映画「カンフー・ハッスル」でおなじみの、あの中華風ディスコです。
カンフー・ブームに便乗して'75年初頭にチャート・イン。
印象的なメロディー、ファンキーな演奏、そしてダグラス兄貴の歌唱力、どれをとってもノベルティ・ソングだからって侮れない名曲ですね!
当時のチャートの上位には、ジョン・レノン「真夜中を突っ走れ」、ウイングス「ジュニアズ・ファーム」、スージー・クアトロ「ワイルド・ワン」、エリック・クラプトン「アイ・ショット・ザ・シェリフ」、ローリング・ストーンズ「イッツ・オンリー・ロックンロール」、バッド・カンパニー「キャント・ゲット・イナフ」・・・75年はまさにカッコいいロックの年!
C
ボー・ドナルドソン & ヘイウッズ 「悲しみのヒーロー」
'74年秋のヒット曲。
朝日放送の「ヤングリクエスト」でよくかかってた記憶があります。
当時中学生だった私は、この曲の奇麗なメロディーが気に入ってよく口ずさんでいたけれど、ラジオから流れてくるこの歌の意味など、もちろん全く知りませんでした。
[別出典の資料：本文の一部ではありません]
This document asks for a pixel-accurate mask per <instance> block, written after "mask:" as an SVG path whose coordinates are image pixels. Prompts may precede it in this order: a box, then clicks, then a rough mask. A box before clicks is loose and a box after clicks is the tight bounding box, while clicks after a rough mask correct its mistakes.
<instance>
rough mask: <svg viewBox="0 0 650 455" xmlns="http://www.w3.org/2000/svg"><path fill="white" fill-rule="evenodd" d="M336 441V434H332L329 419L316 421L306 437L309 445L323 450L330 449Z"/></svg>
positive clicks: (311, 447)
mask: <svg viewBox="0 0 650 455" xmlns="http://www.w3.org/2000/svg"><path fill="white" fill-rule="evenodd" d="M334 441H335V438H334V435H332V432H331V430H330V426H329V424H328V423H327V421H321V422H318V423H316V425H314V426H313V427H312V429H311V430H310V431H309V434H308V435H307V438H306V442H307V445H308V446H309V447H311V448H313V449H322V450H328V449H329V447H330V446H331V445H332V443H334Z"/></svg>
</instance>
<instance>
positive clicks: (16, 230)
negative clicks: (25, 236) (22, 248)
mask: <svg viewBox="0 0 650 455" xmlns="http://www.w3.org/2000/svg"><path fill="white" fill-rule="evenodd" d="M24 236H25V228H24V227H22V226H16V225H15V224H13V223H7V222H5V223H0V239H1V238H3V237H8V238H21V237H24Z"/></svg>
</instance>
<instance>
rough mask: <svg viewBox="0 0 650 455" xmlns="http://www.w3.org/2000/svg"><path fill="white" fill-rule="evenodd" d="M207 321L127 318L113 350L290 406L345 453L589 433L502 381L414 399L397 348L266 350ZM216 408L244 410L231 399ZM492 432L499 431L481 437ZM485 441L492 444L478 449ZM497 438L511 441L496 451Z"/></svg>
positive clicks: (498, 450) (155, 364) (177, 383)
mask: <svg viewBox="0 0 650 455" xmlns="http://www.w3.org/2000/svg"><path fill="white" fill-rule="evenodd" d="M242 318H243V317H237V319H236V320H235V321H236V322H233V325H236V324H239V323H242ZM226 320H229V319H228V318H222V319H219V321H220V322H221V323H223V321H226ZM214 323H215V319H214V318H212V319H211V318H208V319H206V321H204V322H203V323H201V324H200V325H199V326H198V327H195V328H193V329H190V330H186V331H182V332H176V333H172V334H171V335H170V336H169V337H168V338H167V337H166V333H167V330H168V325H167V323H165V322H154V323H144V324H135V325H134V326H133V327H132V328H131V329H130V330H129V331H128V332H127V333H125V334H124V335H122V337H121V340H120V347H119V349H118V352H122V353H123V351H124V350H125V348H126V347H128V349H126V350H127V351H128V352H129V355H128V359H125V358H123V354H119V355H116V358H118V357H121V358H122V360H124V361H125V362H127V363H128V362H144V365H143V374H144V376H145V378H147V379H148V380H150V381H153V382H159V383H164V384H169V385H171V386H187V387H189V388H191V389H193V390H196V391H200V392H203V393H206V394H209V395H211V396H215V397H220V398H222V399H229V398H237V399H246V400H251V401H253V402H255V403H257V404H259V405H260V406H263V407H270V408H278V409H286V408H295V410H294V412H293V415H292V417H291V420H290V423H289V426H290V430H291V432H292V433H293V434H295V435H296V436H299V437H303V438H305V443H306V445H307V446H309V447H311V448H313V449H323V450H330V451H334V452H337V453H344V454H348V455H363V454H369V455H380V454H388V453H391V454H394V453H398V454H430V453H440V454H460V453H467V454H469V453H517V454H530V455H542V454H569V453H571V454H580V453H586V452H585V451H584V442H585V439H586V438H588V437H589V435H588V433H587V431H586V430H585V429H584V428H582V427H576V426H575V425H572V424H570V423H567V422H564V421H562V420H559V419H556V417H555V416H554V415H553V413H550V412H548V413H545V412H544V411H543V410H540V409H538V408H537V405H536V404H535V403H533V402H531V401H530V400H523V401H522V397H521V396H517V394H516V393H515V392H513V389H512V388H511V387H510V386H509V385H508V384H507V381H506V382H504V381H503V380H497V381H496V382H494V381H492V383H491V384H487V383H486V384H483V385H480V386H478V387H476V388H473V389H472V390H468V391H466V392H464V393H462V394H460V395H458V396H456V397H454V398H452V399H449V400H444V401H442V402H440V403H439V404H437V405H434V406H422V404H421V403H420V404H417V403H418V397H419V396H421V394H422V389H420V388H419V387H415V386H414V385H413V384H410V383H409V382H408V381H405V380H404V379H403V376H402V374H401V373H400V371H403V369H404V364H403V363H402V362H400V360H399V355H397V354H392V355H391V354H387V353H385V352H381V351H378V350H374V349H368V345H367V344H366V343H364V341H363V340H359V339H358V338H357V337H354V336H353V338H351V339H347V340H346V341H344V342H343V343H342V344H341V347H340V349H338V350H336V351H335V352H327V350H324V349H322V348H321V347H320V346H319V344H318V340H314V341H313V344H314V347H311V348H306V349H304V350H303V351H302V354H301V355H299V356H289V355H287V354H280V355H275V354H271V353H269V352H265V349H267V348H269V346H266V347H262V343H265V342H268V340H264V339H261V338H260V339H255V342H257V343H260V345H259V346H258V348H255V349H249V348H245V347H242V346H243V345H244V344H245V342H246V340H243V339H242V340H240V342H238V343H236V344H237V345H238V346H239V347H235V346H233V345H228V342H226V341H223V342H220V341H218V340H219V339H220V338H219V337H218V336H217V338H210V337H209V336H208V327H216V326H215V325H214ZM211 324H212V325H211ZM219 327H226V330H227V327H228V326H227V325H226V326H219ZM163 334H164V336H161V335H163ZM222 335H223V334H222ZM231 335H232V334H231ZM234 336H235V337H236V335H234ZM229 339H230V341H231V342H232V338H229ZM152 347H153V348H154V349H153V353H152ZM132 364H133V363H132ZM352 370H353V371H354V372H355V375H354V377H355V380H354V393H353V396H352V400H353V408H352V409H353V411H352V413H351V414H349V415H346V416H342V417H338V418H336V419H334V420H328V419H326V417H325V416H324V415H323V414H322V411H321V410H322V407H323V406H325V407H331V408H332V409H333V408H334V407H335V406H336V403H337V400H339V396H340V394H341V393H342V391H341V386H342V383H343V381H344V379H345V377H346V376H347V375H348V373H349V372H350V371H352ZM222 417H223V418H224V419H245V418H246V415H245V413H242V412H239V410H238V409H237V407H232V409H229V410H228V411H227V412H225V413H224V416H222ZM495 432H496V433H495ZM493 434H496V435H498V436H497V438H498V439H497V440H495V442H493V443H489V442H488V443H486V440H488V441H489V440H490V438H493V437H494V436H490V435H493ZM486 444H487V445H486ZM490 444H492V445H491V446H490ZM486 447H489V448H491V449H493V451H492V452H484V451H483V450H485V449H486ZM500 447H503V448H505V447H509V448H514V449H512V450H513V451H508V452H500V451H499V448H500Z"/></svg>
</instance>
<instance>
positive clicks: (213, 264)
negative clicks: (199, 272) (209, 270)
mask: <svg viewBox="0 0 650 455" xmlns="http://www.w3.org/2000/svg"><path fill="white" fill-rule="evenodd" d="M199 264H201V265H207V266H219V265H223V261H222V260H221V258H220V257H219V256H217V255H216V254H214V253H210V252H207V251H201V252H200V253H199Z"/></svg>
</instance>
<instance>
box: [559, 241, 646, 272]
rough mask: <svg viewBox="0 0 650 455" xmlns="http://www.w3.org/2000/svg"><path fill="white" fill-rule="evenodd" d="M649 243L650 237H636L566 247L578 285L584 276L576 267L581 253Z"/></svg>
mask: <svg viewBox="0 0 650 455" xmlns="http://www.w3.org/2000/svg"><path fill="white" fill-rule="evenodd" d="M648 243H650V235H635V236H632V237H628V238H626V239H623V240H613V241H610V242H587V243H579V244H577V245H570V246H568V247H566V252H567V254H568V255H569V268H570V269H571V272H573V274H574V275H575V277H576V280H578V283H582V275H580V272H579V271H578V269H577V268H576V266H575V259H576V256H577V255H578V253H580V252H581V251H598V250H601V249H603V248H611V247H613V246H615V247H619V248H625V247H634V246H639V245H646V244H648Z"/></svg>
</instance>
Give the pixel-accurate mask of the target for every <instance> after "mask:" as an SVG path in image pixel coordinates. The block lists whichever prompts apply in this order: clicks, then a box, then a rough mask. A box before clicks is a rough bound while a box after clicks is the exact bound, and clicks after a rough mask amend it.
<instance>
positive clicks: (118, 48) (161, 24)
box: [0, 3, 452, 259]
だけど、いま改めて歌詞を読んでみると、すごく悲しい反戦ソング!
中学一年生には実感がなかったけど、まだベトナム戦争、終わってなかったんですね。
当時の『オール・ジャパン・ポップ20』のチャートを見てみると、この曲より一足先にヒットしてたのが、ルーベッツの「シュガーベイビーラヴ」とウイングスの「バンド・オン・ザ・ラン」。
そしてベスト10圏内に、「ドラゴン怒りの鉄拳」「エクソシスト」と映画音楽が2曲も入っている。
「フィスツ・オブ・フューリー」「チューブラベルズ」どっちもいい曲でしたね!